Àqueles que hoje negariam o batismo aos filhos de casais homossexuais, porque, ao batizá-los, a Igreja tornaria moralmente lícitas as uniões homossexuais ou a prática da barriga de aluguer, o documento de 1980 já tinha, de facto, respondido indiretamente, afirmando que «a prática do batismo das crianças é autenticamente evangélica, porque tem valor de testemunho; manifesta a iniciativa de Deus para connosco e a gratuidade do seu amor que envolve toda a nossa vida: “Não fomos nós que amámos Deus, mas foi Ele que nos amou... Nós amamos, porque ele nos amou primeiro” (1 Jo 4,10.19.)». E também «no caso do adulto, as exigências ligadas à receção do batismo não devem fazer esquecer que Deus “não nos salvou em virtude de obras de justiça praticadas por nós, mas pela sua misericórdia, mediante uma lavagem de regeneração e renovação no Espírito Santo” (Tt 3, 5.)».

A instrução aprovada pelo Papa Wojtyła há quarenta e três anos teve obviamente em conta a mudança do contexto social e a secularização: «Pode acontecer que se dirijam aos párocos pais pouco crentes e praticantes ocasionais, ou até não-cristãos, que por razões dignas de consideração pedem o batismo para o seu filho». Como proceder nestes casos? Permanecendo válido o critério — de ontem e de hoje — de que o batismo das crianças é celebrado se houver o compromisso de as educar cristãmente, o documento de 1980 especificava a este respeito: «Quanto às garantias, deve considerar-se que merece ser julgada suficiente qualquer segurança que ofereça uma esperança bem fundada relativamente à educação cristã das crianças». A prática atual nas paróquias atesta o facto de que, a exemplo do Nazareno, incansável na procura de cada ovelha tresmalhada, é suficiente que um familiar se comprometa perante a Igreja a não fechar a porta.
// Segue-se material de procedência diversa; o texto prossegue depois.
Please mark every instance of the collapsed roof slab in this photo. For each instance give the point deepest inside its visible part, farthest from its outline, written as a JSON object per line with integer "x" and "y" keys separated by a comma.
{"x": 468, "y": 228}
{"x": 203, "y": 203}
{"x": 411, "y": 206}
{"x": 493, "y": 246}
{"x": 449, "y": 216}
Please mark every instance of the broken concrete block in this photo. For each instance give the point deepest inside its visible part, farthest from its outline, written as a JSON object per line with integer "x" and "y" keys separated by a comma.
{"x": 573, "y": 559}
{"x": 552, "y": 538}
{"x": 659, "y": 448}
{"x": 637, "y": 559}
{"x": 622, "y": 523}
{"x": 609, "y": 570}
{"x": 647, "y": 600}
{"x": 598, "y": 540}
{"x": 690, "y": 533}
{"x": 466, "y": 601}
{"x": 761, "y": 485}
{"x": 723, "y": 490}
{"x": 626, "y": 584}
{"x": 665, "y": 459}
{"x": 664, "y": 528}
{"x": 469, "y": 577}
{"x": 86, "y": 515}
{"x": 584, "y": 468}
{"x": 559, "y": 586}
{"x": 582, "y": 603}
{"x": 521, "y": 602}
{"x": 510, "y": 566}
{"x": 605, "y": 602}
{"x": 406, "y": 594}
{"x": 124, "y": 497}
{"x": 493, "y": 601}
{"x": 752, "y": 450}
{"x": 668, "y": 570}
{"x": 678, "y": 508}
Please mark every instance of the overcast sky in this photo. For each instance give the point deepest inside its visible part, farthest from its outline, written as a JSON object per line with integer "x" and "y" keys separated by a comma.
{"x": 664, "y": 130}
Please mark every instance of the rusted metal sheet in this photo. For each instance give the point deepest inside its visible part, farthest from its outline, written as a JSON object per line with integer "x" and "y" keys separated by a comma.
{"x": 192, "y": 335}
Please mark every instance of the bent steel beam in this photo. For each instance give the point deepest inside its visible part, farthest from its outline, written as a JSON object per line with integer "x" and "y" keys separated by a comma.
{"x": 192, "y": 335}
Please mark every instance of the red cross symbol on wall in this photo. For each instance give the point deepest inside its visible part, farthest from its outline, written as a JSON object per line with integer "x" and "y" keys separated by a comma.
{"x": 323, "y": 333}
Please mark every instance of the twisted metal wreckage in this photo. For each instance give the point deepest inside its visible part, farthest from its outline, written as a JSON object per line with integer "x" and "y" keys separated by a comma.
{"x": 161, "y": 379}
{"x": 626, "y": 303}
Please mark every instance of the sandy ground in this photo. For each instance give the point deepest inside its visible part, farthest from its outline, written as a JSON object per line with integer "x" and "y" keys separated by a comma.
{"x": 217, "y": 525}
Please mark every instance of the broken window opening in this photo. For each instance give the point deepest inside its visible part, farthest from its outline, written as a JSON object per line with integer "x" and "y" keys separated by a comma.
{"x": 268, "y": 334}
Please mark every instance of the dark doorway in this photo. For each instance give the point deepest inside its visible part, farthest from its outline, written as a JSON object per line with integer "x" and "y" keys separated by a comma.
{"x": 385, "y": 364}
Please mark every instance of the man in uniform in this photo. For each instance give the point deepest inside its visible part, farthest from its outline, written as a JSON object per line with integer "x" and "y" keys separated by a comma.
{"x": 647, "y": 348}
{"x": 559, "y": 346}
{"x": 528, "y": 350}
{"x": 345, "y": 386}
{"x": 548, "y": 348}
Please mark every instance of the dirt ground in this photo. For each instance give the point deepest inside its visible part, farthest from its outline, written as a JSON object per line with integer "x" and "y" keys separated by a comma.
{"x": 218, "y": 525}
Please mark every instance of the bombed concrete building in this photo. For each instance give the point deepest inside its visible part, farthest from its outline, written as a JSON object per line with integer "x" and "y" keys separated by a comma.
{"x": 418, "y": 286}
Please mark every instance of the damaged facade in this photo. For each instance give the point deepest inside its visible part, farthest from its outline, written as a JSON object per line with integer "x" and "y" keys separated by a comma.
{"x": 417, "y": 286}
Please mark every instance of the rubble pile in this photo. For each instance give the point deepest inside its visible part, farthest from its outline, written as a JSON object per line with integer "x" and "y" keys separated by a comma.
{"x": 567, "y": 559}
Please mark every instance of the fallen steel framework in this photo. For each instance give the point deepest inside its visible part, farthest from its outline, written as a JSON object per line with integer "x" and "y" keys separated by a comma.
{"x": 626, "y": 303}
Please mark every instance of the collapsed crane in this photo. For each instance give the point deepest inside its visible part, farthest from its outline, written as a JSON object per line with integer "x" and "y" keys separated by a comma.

Não seria hoje necessário acreditar mais na ação da graça que atua através dos sacramentos, que não são uma recompensa para os perfeitos mas um remédio para os pecadores? Não deveríamos olhar mais para as páginas do Evangelho de onde emerge Jesus que primeiro ama, primeiro perdoa, primeiro abraça com misericórdia, e é neste abraço que o coração das pessoas é movido para a conversão?
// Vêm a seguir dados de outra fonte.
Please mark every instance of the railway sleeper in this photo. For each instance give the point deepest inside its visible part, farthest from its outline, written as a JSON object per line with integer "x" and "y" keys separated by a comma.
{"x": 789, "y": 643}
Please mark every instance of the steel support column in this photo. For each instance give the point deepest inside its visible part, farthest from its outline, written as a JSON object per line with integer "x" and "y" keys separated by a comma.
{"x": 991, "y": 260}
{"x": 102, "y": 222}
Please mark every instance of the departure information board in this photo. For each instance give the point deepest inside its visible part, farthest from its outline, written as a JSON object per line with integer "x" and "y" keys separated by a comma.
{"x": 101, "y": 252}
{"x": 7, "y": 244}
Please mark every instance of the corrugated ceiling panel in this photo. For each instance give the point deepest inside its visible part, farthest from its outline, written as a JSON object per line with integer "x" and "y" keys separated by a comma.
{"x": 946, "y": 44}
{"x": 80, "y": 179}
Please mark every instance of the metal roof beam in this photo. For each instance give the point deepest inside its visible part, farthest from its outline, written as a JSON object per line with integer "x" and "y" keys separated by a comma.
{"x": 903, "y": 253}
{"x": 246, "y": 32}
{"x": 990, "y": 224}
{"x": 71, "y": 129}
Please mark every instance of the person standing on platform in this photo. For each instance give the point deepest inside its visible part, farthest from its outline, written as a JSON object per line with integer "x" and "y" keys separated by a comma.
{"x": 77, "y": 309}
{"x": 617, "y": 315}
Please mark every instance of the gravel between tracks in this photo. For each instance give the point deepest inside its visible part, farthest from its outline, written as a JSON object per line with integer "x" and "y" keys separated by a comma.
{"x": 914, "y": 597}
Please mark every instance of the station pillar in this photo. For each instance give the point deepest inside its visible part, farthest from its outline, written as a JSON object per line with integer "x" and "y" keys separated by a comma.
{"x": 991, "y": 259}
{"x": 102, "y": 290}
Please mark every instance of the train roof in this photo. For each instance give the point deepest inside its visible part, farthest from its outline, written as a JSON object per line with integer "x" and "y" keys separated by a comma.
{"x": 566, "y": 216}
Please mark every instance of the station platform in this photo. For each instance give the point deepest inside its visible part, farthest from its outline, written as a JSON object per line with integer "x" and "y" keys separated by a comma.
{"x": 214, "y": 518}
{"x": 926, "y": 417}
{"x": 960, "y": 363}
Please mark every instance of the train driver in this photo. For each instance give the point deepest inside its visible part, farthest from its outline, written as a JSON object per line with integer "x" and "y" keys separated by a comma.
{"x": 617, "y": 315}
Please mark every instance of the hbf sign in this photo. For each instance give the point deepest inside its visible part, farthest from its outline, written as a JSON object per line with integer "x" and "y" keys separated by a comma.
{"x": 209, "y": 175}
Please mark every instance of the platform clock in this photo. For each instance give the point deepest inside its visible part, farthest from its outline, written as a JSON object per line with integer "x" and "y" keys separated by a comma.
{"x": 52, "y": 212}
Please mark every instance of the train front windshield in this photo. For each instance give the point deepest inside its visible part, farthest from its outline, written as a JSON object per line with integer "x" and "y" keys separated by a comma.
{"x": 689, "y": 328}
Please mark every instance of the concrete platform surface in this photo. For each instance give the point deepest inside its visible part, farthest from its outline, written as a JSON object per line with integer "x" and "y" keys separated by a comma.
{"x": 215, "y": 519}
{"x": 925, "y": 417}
E ainda: que culpa têm as crianças? Independentemente do modo como vieram ao mundo, são sempre criaturas prediletas e amadas por Deus. Não valeria a pena, então, concentrar-nos mais no lado positivo, ou seja, no facto de as pessoas pedirem o batismo num contexto pós-cristão, onde é cada vez mais raro que isso aconteça por mero costume?

É reconfortante reler as palavras que um grande bispo do século xx pronunciou numa entrevista em julho de 1978 sobre Luise Brown, a primeira criança nascida em laboratório. Denunciava o risco de surgirem «fábricas de filhos» separadas do contexto familiar e explicava que partilhava «apenas em parte» o entusiasmo pelo experimento. Mas, no final, formulou os seus «votos mais calorosos para a criança» e um pensamento afetuoso para os pais, dizendo: «Não tenho o direito de os condenar: subjetivamente, se agiram com reta intenção e em boa fé, podem até ter um grande mérito perante Deus por aquilo que decidiram e pediram aos médicos para realizarem». Esse bispo chamava-se Albino Luciani, era o patriarca de Veneza, um mês depois tornar-se-ia João Paulo i e hoje é beato.